A volte capita che ci sia una situazione contingente che frena il mercato. È raro, invece, che ce ne siano una mezza dozzina tutte insieme. Ma è quello che sta avvenendo nell’automotive: nei primi tre mesi dell’anno abbiamo perso circa un quarto (-24,4%) delle immatricolazioni rispetto allo scorso anno e, addirittura, oltre un terzo (-36,5%) delle vendite rispetto al 2019, l’ultimo anno prima dell’inizio della pandemia. In generale, il combinato disposto tra le sofferenze della supply chain e la carenza di materie prime ha rallentato e, spesso, fermato le catene produttive. L’assenza di prodotti ha allungato a dismisura i tempi di consegna delle auto nuove che superano in quasi tutti i casi i nove mesi. L’inflazione e la crescita dei prezzi delle forniture hanno finito, da una parte, per alzare i listini delle auto e, dall’altra, hanno comunque reso difficoltoso stabilire il costo dei prodotti venduti oggi che verranno consegnati tra molti mesi.

Come se non bastasse tutto ciò per rendere difficile la vita dei manager del settore, l’automotive è alle prese con la transizione ecologica, che costringe i produttori a spingere le vendite di auto a batteria che hanno prezzi decisamente più alti rispetto a quelle con un motore termico, ma margini di guadagno inferiori. Inoltre, il passaggio ai veicoli elettrici è una necessità per le case automobilistiche che rischiano multe miliardarie se si superano i limiti imposti dall’Unione Europea, ma non è stato, ancora, completamente recepito dai clienti a causa della ridotta autonomia e dei lunghi tempi di ricarica delle auto a batteria.
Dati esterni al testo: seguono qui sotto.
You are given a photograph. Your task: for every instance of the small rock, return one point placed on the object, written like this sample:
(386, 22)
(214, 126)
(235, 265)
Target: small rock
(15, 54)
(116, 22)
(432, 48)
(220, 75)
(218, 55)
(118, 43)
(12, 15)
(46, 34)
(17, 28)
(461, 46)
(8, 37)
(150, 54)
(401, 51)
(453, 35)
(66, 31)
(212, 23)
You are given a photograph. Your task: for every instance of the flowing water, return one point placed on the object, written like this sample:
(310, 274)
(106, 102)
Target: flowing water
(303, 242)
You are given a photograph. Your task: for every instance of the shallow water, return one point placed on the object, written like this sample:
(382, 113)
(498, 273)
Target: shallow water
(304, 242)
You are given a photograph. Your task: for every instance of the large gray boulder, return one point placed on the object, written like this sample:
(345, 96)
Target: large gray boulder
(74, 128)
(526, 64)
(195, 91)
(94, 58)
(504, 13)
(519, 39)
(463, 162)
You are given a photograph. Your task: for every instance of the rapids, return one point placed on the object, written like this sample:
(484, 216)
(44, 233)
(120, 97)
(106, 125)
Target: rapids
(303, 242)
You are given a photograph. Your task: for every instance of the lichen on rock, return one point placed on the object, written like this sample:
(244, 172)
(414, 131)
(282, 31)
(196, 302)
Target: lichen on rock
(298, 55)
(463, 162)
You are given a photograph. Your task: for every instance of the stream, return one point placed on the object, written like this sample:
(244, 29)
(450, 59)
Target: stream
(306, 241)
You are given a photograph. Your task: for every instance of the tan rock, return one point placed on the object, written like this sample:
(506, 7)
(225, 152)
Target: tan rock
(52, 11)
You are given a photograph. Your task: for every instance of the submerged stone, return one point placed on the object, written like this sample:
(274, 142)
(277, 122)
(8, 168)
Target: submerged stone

Riassumendo: catena di fornitura devastata, prezzi delle materie prime in crescita, catene di montaggio a singhiozzo con consegne allungate, costo delle auto imponderabile, transizione ecologica forzata, ma non del tutto supportata dai clienti e, dulcis in fundo gli incentivi. Questi ultimi hanno una caratteristica ben nota: prima di essere concessi drenano le vendite, le concentrano nel periodo in cui sono in vigore e ributtano il mercato a terra quando non ci sono più. Dopo un forte ritardo dovuto, pare, alle frizioni tra i vari ministeri sui criteri per accedere agli incentivi per l’acquisto di auto nuove è arrivato provvedimento attuativo che indica come saranno assegnati i 650 milioni a sostegno del mondo dell’auto per il 2022. I criteri sono simili a quelli stabiliti lo scorso anno, ma c’è anche una brutta novità: dagli incentivi sono escluse, tranne poche eccezioni, le persone giuridiche, dunque le aziende. Sono solo previsti contributi alle piccole e medie imprese ma esclusivamente per l’acquisto di veicoli commerciali nuovi elettrici. Il bonus è erogato solo se si manda a demolire il vecchio furgone «under Euro 4» e, a seconda delle tonnellate del mezzo sono previsti quattro premi: 4mila, 6mila, 12mila e 14mila euro.

«L’esclusione delle imprese» ha commentato Andrea Cardinali, direttore generale dell’Unrae, l’associazione che riunisce le case automobilistiche straniere in Italia, «è inedita e colpisce duramente un comparto che da solo rappresenta il 37,5% degli acquisti. Una percentuale più bassa di quella di altri Paesi, come la Germania che arriva al 65%».

L’assenza degli incentivi per le auto aziendali, pare dovuta a problemi di copertura finanziaria, ha coalizzato tutti gli stakeholder del settore, dai costruttori, ai concessionari, agli autonoleggi, che ora puntano a una contropartita fiscale aumentando la detraibilità Iva, in Italia ancora al 40%, rispetto al 100% applicato nell’Ue. La richiesta congiunta è questa: 100% di detraibilità per la fascia 0-20 grammi/km di CO2; 80% (21-60); 50% (61-135) e 40% (oltre 135 grammi/km).